Todays "WTF Bitbucket?"

You can mark a PR with "Requesting changes" even if it was already merged but you haven't refreshed your page.

The whole PR page is loaded with a dozen independent requests but you cannot reload a single "widget" (e.g. Activity) without refreshing the page.
And then you do an API request "mark PR with request for changes" and the server accepts that, even if the PR is merged. Why? Nobody looks at a merged PR with Requested changes. You would expect a warning "cannot mark request changes, PR already merged" but no, Atlassian fucked up here again.

The new "PR experience" is shit.
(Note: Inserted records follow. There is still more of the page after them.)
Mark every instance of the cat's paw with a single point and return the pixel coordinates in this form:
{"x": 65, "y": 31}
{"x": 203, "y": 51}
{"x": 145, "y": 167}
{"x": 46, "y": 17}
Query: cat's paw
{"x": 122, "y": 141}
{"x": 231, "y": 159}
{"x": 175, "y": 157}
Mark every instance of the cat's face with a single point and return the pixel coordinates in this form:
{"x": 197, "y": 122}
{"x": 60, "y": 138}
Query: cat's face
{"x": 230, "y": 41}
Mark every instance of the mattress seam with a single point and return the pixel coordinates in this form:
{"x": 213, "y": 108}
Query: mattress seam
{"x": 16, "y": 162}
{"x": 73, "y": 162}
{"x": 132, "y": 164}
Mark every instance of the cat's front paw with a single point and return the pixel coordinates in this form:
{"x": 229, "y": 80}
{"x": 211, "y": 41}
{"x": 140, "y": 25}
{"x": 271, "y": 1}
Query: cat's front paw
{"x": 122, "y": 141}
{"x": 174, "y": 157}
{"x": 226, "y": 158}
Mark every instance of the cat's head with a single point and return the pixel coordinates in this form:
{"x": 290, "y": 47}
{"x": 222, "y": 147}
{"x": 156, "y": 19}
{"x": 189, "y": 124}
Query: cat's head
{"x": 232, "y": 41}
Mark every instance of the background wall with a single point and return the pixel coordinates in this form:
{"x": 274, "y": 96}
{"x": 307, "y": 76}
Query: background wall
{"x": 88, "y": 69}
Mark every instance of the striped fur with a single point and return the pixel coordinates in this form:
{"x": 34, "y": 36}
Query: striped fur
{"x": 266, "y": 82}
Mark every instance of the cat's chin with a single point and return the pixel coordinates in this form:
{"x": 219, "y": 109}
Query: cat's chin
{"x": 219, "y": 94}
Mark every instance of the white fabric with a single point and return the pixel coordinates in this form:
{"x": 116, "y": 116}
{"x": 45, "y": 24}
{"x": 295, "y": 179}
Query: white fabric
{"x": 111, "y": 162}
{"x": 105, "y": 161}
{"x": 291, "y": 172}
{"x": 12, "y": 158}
Just loading everything in a separate request does help nothing if I still have to reload the page to get an updated PR view.

Comments
  • 1
    What if I tell you, there are people who re-use the same tickets, branches and even PR’s? You may request changes to an closed PR and re-open the PR by pushing new changes to the source branch?

    Anyways, even if you don’t look at the closed PRs, you still should get emails about it.
  • 0
    @petergriffin You can reuse a merged PR? Branches yes, but PRs?

    Why would you even want that? After merging, the source branch and the destination branch don't differ until you push again. And then you should open a new PR, because the comments from the old are no longer valid (as the points they mention are no longer part of the diff)
  • 0
    You add new comments to the old, closed PR, requesting changes, e.g. regressions of an deployed version. Then, you make the changes, create a new PR and reference the old one as a follow-up PR. That way it is completely clear why the PR exists and not just what changed. Additionally, you can better understand what the project situation was in the past.

    Since there are situations when you may want to make changes related to an ticket, but the ticket itself inherently doesn’t require to be changed in order to track the code changes.
  • 0
    I don't think that is the intended functionality of "request changes". It's meant to block the merge until the person removes that "request changes" flag or the PR creator adds new commits.

    If the PR was approved in the past, you should not remove the approval now because things changed. Once merged, the PR is history which should not change.